Six participants were asked to perform one set of 10 repetitions of the Unilateral Dumbbell Biceps Curl in five different fashions: exactly according to the specification (Class A), throwing the elbows to the front (Class B), lifting the dumbbell only halfway (Class C), lowering the dumbbell only halfway (Class D) and throwing the hips to the front (Class E). Class A corresponds to the specified execution of the exercise, while the other 4 classes correspond to common mistakes. The data was collected from accelerometers on the belt, forearm, arm, and dumbbell of the participants, and complied into datasets with 160 features.
The goal of this report is to train a model to predict the manner (class) in which they did the exercise. This model will then be used to predict 20 different test cases.
The report describes, how I built a random forest model, and how I used cross validation. The report also shows, the expected out of sample error, and why I made the choices I did.
#The training data for this project are available here:
#https://d396qusza40orc.cloudfront.net/predmachlearn/pml-training.csv
#The test data are available here:
#https://d396qusza40orc.cloudfront.net/predmachlearn/pml-testing.csv
# The data was downloaded to a local folder
setwd("~/Coursea/PracticalMachineLearning")
training <- read.csv("./pml-training.csv")
testing <- read.csv("./pml-testing.csv")
if(!require(caret)) install.packages('caret'); library(caret)

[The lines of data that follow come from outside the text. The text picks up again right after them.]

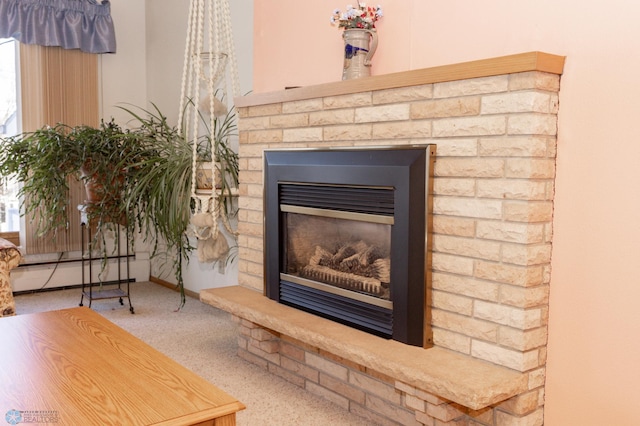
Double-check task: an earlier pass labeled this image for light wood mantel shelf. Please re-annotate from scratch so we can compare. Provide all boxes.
[201,286,528,411]
[235,51,565,108]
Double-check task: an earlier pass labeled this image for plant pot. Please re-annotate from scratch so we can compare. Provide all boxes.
[195,161,222,193]
[81,164,105,203]
[80,163,126,225]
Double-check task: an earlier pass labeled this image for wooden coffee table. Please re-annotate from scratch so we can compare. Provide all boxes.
[0,307,245,425]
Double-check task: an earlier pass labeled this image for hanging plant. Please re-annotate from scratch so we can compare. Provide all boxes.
[118,102,239,308]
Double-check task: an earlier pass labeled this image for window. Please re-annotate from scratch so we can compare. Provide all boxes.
[1,41,99,253]
[0,38,20,245]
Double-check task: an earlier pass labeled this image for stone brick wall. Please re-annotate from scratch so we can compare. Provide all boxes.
[234,70,559,425]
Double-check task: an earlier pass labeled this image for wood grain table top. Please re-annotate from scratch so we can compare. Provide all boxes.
[0,307,244,425]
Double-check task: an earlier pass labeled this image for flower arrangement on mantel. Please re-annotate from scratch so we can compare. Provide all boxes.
[331,2,383,30]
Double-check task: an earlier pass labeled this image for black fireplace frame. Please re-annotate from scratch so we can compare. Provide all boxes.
[263,145,434,347]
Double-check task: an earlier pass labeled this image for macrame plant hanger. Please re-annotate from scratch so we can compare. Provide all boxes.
[178,0,240,263]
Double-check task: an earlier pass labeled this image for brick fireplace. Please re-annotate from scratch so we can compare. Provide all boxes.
[201,52,564,425]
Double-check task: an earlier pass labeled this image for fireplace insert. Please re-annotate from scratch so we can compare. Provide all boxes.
[264,146,434,347]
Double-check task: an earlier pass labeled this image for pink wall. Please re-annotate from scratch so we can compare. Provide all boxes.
[253,1,640,424]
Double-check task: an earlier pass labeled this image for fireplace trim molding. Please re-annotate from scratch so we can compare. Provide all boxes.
[263,146,435,347]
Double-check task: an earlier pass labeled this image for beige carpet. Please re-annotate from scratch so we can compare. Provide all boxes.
[14,281,371,426]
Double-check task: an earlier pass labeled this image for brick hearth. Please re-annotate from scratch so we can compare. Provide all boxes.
[201,52,564,425]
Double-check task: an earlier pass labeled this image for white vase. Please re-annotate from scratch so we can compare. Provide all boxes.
[342,29,378,80]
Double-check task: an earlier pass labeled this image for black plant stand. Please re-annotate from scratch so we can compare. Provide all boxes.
[78,207,134,314]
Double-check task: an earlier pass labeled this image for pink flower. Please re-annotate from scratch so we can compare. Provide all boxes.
[331,2,383,30]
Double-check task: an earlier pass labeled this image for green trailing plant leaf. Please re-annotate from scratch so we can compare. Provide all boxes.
[117,101,239,308]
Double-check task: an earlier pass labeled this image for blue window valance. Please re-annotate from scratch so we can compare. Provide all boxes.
[0,0,116,53]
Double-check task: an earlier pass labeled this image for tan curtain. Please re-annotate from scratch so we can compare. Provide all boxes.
[20,44,99,254]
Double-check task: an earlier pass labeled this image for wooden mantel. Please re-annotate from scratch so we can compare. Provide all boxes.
[235,51,565,108]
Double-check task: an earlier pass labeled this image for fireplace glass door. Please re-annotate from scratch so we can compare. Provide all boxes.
[282,208,393,308]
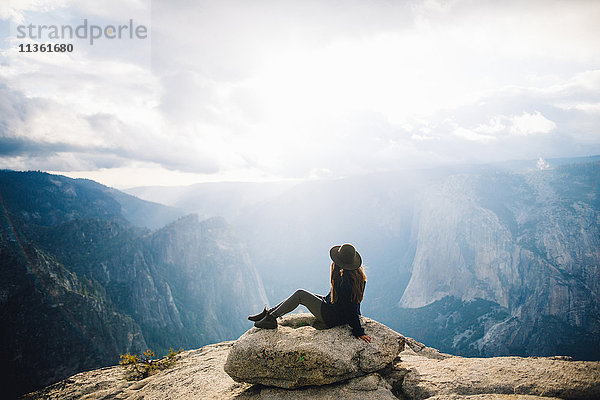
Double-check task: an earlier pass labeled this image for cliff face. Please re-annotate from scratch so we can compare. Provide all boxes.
[0,171,267,398]
[130,215,268,351]
[0,233,147,398]
[399,163,600,358]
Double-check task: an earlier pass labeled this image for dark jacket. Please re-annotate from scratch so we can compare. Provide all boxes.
[320,276,365,337]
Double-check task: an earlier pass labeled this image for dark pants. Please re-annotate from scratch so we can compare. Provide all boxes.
[270,289,326,322]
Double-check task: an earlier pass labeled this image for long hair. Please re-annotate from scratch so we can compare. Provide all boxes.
[330,262,367,303]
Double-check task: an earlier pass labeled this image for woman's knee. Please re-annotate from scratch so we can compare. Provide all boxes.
[294,289,310,300]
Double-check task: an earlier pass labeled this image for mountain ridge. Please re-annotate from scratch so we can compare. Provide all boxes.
[124,156,600,360]
[0,170,267,398]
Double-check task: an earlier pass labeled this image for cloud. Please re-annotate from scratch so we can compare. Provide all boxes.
[459,111,556,139]
[473,116,506,136]
[0,0,69,23]
[0,83,221,173]
[453,126,497,144]
[1,0,600,186]
[508,111,556,136]
[0,136,95,157]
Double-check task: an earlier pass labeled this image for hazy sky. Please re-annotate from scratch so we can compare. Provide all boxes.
[1,0,599,188]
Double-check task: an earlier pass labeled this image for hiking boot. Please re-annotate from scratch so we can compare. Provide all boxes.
[248,307,268,322]
[254,312,277,329]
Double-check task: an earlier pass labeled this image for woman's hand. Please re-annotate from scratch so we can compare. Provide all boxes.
[357,334,372,343]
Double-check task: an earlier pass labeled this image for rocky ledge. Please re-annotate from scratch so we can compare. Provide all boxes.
[24,314,600,400]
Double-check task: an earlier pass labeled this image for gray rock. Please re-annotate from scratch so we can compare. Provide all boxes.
[400,352,600,400]
[223,313,405,388]
[24,341,251,400]
[244,373,398,400]
[403,336,453,360]
[23,341,400,400]
[24,337,600,400]
[426,396,562,400]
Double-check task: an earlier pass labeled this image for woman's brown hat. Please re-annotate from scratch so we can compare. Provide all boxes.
[330,243,362,270]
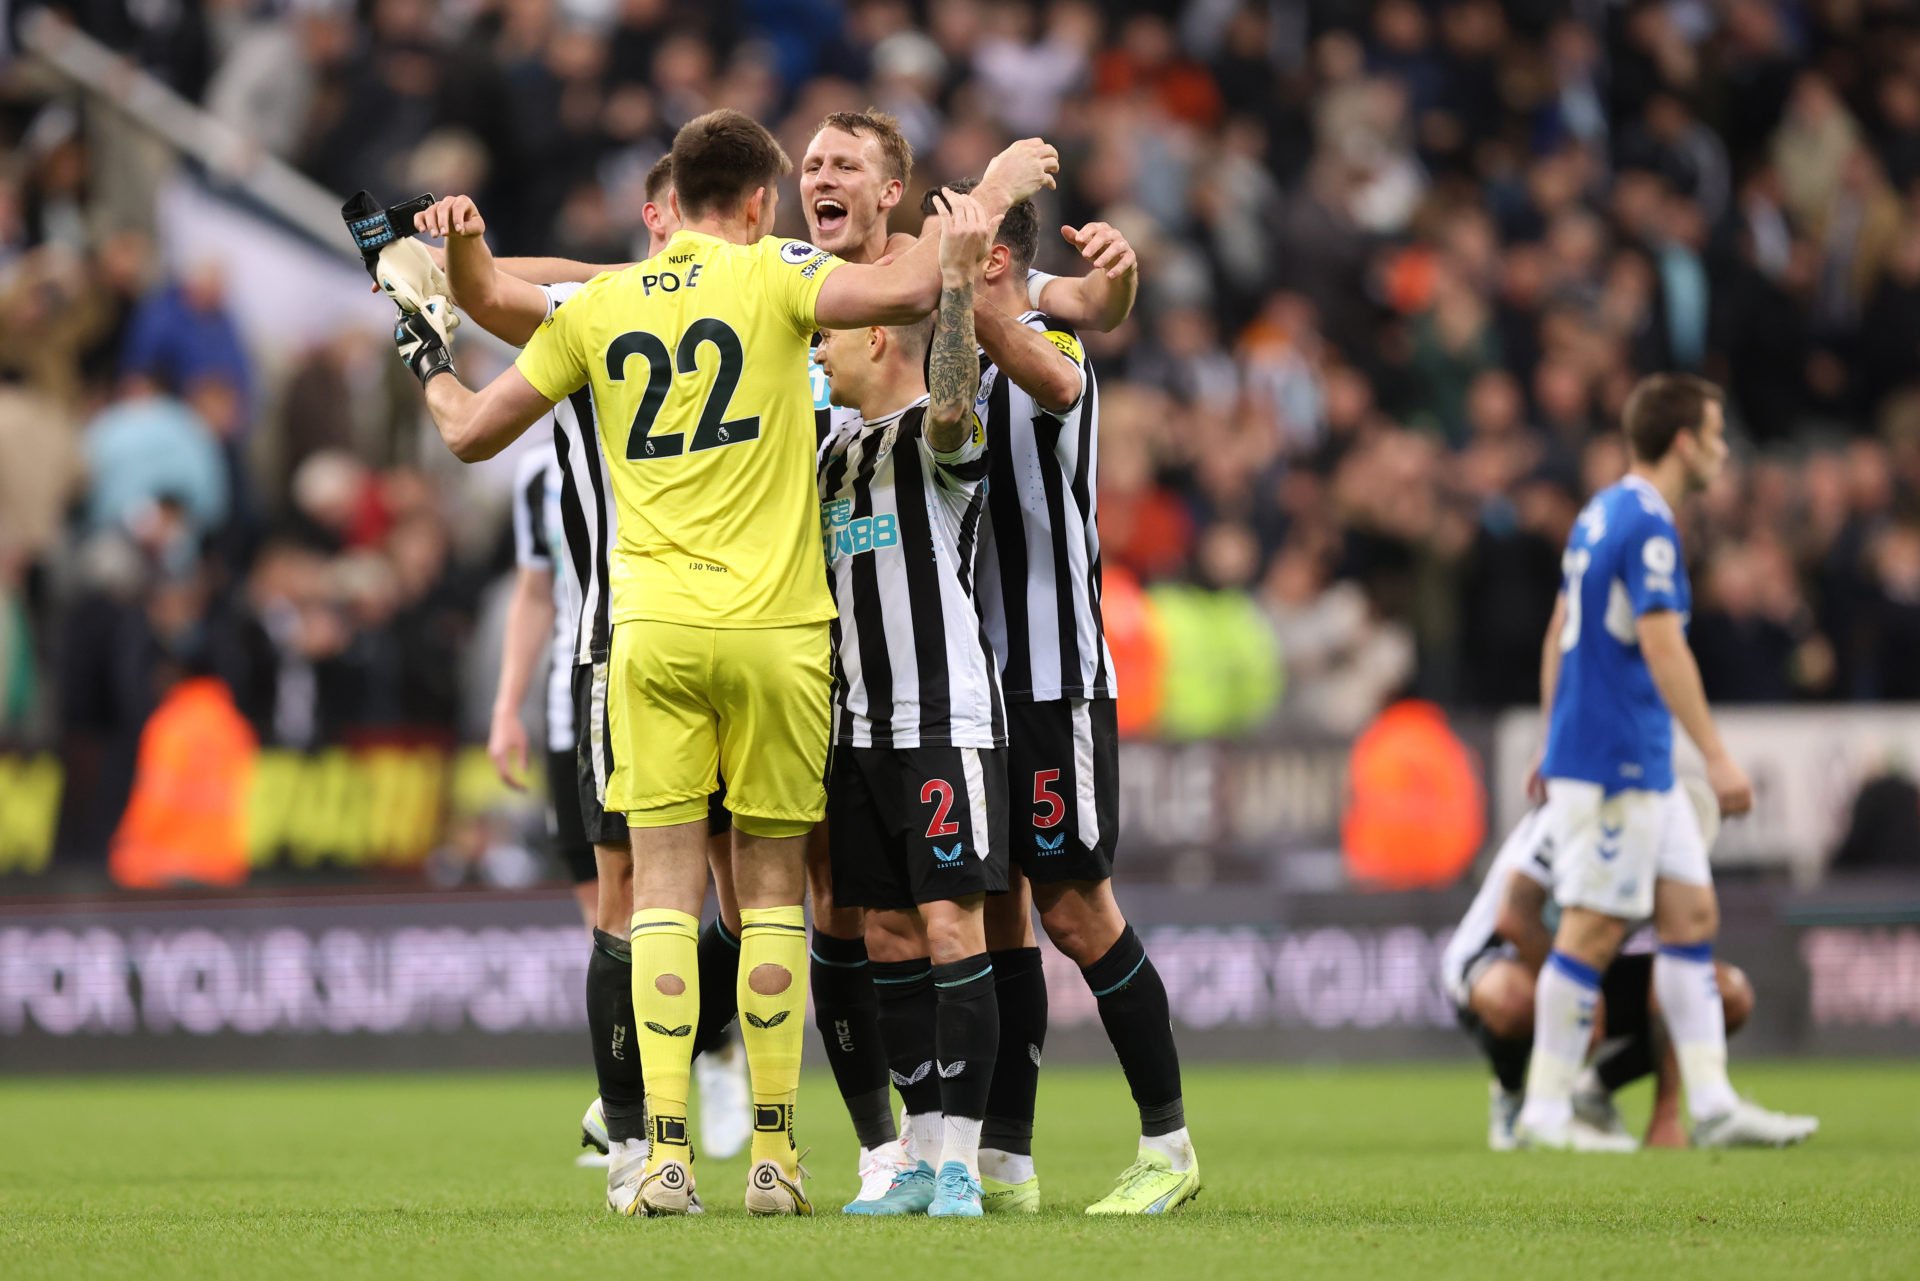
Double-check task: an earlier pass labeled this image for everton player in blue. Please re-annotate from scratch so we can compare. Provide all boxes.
[1515,375,1817,1150]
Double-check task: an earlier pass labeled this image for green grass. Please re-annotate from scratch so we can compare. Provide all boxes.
[1,1062,1914,1280]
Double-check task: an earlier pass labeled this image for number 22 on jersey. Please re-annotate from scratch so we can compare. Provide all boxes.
[606,318,760,461]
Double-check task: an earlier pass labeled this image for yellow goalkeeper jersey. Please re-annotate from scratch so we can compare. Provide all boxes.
[516,231,845,628]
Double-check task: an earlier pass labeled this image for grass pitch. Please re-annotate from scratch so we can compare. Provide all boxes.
[1,1061,1913,1280]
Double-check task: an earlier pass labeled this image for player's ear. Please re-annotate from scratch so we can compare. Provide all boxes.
[985,243,1012,282]
[878,178,902,213]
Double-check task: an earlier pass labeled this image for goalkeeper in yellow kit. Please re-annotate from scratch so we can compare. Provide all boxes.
[396,108,1057,1216]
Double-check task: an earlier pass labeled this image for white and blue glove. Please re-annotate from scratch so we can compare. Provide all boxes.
[394,295,457,385]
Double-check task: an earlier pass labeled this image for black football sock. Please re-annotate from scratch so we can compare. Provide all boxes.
[1597,952,1658,1090]
[872,958,940,1125]
[1593,1031,1658,1093]
[814,931,898,1150]
[982,947,1047,1156]
[932,955,999,1123]
[1474,1023,1533,1094]
[1594,953,1656,1092]
[692,917,741,1057]
[1083,924,1185,1136]
[587,929,646,1143]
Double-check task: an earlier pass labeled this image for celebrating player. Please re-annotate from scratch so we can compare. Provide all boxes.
[1514,374,1816,1150]
[793,109,1144,1209]
[442,160,751,1206]
[1442,799,1756,1151]
[896,180,1196,1215]
[812,190,1010,1218]
[403,110,1098,1209]
[395,108,1057,1215]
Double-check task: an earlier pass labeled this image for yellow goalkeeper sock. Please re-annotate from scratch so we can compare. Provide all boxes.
[738,905,809,1166]
[631,908,701,1160]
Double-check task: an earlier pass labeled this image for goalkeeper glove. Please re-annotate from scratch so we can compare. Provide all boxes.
[375,237,461,334]
[395,297,457,385]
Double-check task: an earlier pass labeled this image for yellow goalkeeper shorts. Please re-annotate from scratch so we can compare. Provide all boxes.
[603,619,830,830]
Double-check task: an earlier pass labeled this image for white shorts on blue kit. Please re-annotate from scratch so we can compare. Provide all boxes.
[1540,779,1712,921]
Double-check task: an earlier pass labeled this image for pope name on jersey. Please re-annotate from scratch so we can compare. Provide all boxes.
[1542,474,1690,794]
[819,398,1005,749]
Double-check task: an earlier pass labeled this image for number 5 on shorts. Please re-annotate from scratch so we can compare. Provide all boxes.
[1033,769,1064,829]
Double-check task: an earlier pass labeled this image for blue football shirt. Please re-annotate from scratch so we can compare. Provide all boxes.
[1541,475,1690,793]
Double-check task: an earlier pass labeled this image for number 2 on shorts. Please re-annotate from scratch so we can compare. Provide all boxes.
[921,778,959,838]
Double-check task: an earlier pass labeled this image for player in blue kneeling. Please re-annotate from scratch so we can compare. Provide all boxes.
[1515,374,1816,1150]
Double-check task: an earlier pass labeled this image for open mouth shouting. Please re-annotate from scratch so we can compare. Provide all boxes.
[812,197,849,239]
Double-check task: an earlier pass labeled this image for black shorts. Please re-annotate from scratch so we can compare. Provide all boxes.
[546,748,600,884]
[1005,697,1119,883]
[827,745,1009,910]
[569,662,729,848]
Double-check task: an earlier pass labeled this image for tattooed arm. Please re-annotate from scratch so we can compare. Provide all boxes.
[927,192,998,454]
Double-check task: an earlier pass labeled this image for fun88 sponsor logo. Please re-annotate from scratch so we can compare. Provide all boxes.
[821,498,899,563]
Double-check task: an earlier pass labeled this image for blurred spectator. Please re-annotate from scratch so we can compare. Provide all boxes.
[0,381,83,565]
[82,390,229,545]
[1829,771,1920,874]
[108,613,256,891]
[205,1,353,160]
[1456,467,1575,707]
[1262,542,1414,736]
[120,262,252,412]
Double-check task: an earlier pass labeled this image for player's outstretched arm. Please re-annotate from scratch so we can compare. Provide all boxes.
[927,196,996,452]
[417,245,619,285]
[974,301,1081,414]
[492,256,626,284]
[1036,222,1139,334]
[415,196,570,346]
[489,565,555,791]
[974,137,1060,214]
[1637,610,1753,816]
[393,307,554,461]
[424,365,553,462]
[814,206,954,328]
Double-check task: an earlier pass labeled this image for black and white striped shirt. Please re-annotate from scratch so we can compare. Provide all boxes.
[974,313,1115,703]
[818,397,1006,749]
[510,447,577,749]
[537,282,618,669]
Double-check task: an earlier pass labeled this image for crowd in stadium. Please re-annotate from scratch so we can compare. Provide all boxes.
[3,0,1920,754]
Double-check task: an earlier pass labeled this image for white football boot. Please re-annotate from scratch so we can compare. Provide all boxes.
[605,1137,650,1213]
[578,1097,611,1167]
[1571,1072,1639,1152]
[1694,1099,1819,1148]
[843,1140,918,1212]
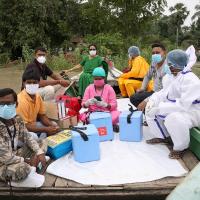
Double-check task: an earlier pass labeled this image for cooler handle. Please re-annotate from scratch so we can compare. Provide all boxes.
[70,126,88,141]
[127,104,138,124]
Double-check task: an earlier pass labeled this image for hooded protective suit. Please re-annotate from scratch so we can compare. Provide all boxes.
[146,50,200,151]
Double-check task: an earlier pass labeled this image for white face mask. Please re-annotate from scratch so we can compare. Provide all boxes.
[128,54,132,59]
[25,84,39,95]
[89,50,96,56]
[37,56,46,64]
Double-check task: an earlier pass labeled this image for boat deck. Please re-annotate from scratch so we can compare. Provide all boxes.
[0,150,198,200]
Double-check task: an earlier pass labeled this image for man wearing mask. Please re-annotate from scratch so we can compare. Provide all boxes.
[0,88,47,183]
[25,47,70,101]
[130,43,168,111]
[145,49,200,159]
[118,46,152,97]
[17,68,59,140]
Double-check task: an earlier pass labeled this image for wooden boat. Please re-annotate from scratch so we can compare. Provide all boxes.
[0,150,198,200]
[167,162,200,200]
[1,66,200,199]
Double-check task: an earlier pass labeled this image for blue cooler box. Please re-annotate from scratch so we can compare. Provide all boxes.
[47,130,72,159]
[71,124,100,163]
[119,111,143,142]
[89,112,113,142]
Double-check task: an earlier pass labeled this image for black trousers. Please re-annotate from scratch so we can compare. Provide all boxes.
[130,91,154,107]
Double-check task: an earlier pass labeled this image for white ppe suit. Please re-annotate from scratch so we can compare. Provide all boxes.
[185,45,197,71]
[146,70,200,151]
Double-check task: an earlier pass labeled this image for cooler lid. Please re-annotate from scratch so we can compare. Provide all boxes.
[89,112,111,120]
[47,130,72,148]
[120,111,142,118]
[71,124,98,137]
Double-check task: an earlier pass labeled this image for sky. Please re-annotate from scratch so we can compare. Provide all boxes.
[165,0,199,26]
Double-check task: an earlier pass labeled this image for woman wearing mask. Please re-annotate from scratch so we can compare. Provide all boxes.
[17,68,59,140]
[80,67,120,131]
[67,44,108,98]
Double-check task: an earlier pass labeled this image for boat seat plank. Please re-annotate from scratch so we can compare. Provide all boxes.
[43,173,57,187]
[54,177,68,187]
[182,150,199,170]
[155,177,184,187]
[123,176,184,190]
[66,179,91,188]
[54,177,92,188]
[90,184,123,189]
[0,181,7,187]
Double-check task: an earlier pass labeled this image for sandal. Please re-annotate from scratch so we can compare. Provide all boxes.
[146,138,170,144]
[168,150,185,159]
[143,121,148,126]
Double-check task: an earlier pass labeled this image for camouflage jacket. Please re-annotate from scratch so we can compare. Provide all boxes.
[0,115,44,167]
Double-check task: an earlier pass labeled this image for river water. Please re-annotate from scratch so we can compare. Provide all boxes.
[0,66,79,93]
[0,66,23,92]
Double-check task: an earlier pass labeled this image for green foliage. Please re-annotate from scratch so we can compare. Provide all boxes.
[190,17,200,48]
[47,54,73,71]
[79,0,113,35]
[192,65,200,78]
[156,3,190,46]
[0,53,10,65]
[85,33,124,56]
[0,0,168,56]
[169,3,189,27]
[112,55,127,71]
[22,45,34,64]
[0,0,200,65]
[0,0,83,55]
[102,0,167,36]
[141,47,152,64]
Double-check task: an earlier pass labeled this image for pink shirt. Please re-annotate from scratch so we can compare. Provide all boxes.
[82,84,118,112]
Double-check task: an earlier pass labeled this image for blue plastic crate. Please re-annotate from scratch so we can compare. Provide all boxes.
[47,130,72,160]
[71,124,100,163]
[89,112,114,142]
[119,111,143,142]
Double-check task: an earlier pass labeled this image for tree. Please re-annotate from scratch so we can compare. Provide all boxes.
[192,3,200,22]
[0,0,84,58]
[0,0,172,59]
[169,3,189,47]
[79,0,113,35]
[102,0,167,36]
[191,3,200,47]
[0,0,56,57]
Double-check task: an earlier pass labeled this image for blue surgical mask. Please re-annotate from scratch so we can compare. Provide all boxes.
[0,104,16,120]
[163,64,171,75]
[152,54,163,64]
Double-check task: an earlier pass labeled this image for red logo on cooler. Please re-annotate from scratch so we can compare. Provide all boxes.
[97,127,107,136]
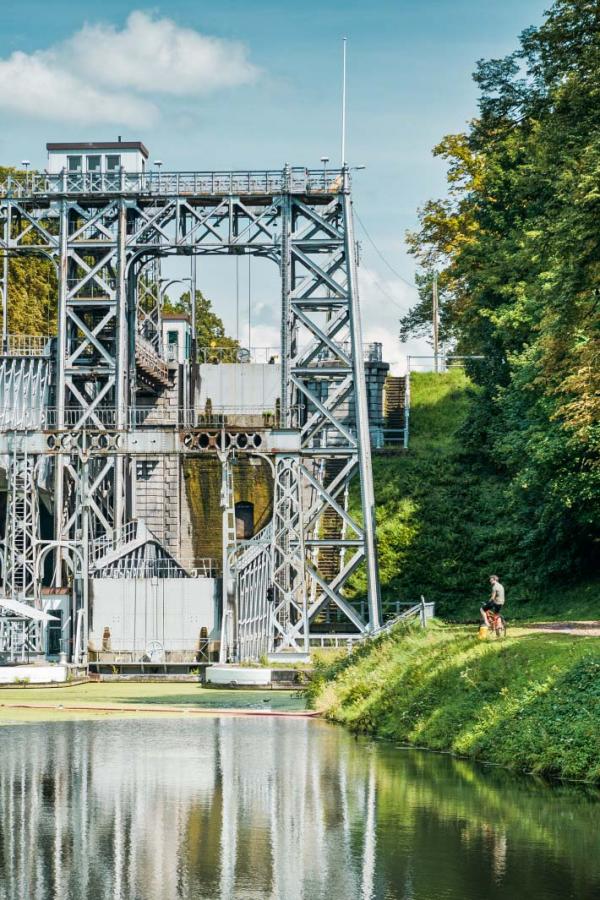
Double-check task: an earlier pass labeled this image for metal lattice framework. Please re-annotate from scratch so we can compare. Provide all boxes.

## Loading required package: caret
## Loading required package: lattice
## Loading required package: ggplot2
The data has a number of derived features (mean, std. etc.), which are based on subsets of rows. These features have an NA value for all but one row in each subset. These will be removed as random forest cannot process features with NA values. There are also several columns with near zero values. The concern here that these predictors may become zero-variance predictors when the data are split into cross-validation/bootstrap sub-samples or that a few samples may have an undue influence on the model. These “near-zero-variance” predictors will be removed. Of the remaining features, only numeric and outcome features will be kept. Cleaning processes will reduce the dataset to 53 features.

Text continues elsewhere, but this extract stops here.